Wednesday, September 3, 2008

Dam Projects Raises Human Rights Concerns

PHOTO BY Carolyn Drake/The Walrus

Fom the Turkish Daily News:
Germany may not back Turkey's $3 billion Ilısu Hydro Dam project because lawmakers in Berlin are not satisfied that Turkey is upholding a pledge to protecthuman rights and environmental standards, Germany's Der Spiegel magazine has reported.

Officials from four ministries agreed last week that Turkey's most recent pledge was unacceptable because it did not guarantee environmental protection, a safe relocation of 55,000 people and the protection of cultural treasures, Spiegel said.

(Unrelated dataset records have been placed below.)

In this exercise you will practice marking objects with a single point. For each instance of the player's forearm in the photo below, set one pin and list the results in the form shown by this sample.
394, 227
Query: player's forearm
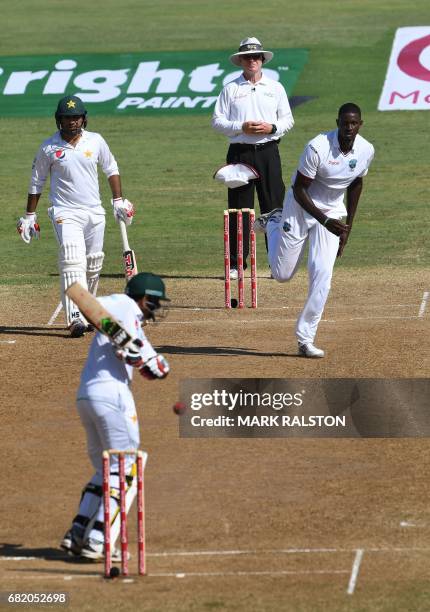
353, 194
115, 185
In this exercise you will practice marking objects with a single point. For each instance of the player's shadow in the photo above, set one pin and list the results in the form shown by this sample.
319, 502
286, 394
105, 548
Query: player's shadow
33, 331
18, 551
218, 351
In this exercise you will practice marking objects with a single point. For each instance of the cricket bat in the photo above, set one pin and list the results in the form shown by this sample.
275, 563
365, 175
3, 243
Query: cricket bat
130, 267
101, 318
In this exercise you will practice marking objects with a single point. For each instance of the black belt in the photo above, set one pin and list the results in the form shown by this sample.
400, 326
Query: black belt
257, 147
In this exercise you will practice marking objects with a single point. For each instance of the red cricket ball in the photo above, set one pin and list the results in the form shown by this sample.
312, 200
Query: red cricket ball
179, 408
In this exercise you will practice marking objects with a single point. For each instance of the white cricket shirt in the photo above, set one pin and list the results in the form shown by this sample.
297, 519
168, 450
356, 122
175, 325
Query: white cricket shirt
103, 366
73, 169
241, 101
332, 170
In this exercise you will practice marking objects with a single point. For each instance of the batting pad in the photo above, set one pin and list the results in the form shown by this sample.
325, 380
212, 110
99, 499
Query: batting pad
73, 268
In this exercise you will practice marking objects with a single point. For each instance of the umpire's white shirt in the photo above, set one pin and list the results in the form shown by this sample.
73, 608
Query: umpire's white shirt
240, 101
333, 171
73, 169
103, 373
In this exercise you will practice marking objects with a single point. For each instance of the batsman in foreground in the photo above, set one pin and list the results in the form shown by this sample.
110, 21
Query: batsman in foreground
108, 412
331, 165
71, 157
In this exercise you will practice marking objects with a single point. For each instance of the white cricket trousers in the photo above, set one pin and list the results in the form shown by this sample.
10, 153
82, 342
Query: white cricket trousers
287, 240
110, 422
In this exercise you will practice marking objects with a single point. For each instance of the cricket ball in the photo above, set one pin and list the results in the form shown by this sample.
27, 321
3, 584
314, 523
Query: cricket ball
179, 408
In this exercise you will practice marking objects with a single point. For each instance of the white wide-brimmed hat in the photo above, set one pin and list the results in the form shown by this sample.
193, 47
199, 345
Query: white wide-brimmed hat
236, 175
250, 46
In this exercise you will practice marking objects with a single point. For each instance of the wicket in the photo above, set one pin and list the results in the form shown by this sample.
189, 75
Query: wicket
252, 245
140, 466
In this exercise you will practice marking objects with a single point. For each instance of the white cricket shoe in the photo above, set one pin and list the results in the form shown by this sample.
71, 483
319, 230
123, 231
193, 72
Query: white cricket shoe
94, 551
72, 541
260, 224
309, 350
234, 274
77, 329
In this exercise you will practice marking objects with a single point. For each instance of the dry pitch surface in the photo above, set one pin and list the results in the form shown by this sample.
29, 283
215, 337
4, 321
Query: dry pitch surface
274, 524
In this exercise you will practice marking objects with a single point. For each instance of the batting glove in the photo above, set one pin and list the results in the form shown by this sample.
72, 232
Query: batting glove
28, 227
130, 357
156, 367
123, 210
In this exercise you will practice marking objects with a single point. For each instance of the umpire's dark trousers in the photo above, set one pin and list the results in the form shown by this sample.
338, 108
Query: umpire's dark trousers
270, 187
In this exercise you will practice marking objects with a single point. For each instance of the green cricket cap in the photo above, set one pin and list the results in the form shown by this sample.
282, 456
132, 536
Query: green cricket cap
70, 105
146, 283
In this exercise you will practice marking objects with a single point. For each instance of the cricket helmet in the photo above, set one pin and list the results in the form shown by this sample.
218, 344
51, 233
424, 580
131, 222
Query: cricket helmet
146, 283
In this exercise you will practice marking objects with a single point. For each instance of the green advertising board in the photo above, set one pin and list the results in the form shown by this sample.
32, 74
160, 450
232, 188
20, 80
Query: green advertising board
132, 83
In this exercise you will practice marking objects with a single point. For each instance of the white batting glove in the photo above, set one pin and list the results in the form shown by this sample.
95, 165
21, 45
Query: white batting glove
155, 367
130, 357
28, 227
123, 210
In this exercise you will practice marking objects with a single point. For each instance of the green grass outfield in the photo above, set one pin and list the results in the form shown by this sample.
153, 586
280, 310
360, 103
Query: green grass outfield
167, 162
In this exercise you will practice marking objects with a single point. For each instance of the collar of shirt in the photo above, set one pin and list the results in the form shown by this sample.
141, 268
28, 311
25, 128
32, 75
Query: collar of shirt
337, 145
262, 81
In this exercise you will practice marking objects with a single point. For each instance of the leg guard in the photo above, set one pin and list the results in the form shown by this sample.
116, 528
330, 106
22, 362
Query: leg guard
96, 531
88, 508
94, 267
72, 265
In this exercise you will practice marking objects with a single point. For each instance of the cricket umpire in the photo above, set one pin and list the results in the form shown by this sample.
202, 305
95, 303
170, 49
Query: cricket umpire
254, 113
71, 157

Ministers Michael Glos, Martin Bartenstein and Doris Leuthard, of Germany, Austria and Switzerland respectively, are under pressure from environmentalist groups, as the Ilısu Dam will flood Hasankeyf, a town located along the Tigris River in southeastern Anatolia. Hasankeyf's roots go back 10,000 years, making it one of the oldest cities in human history, reported the Anatolia News Agency last month.
The Ilısu Hydro Dam project is part of the Southeast Anatolia Project (GAP) and is extremely controversial. I have written about the project off-and-on throughout my time blogging, but for wonderful portraits of just what is at stake in terms of the human and historical cost of this specific dam, see Carolyn Drake's beautiful photo essay from the Canadian magazine The Walrus.

For some of my own posts, including one commenting on lousy coverage by the New York Times (the dam has not been very well covered by international media), see March 13 post and April 11 post. Both contain excellent information from Gareth Jenkins.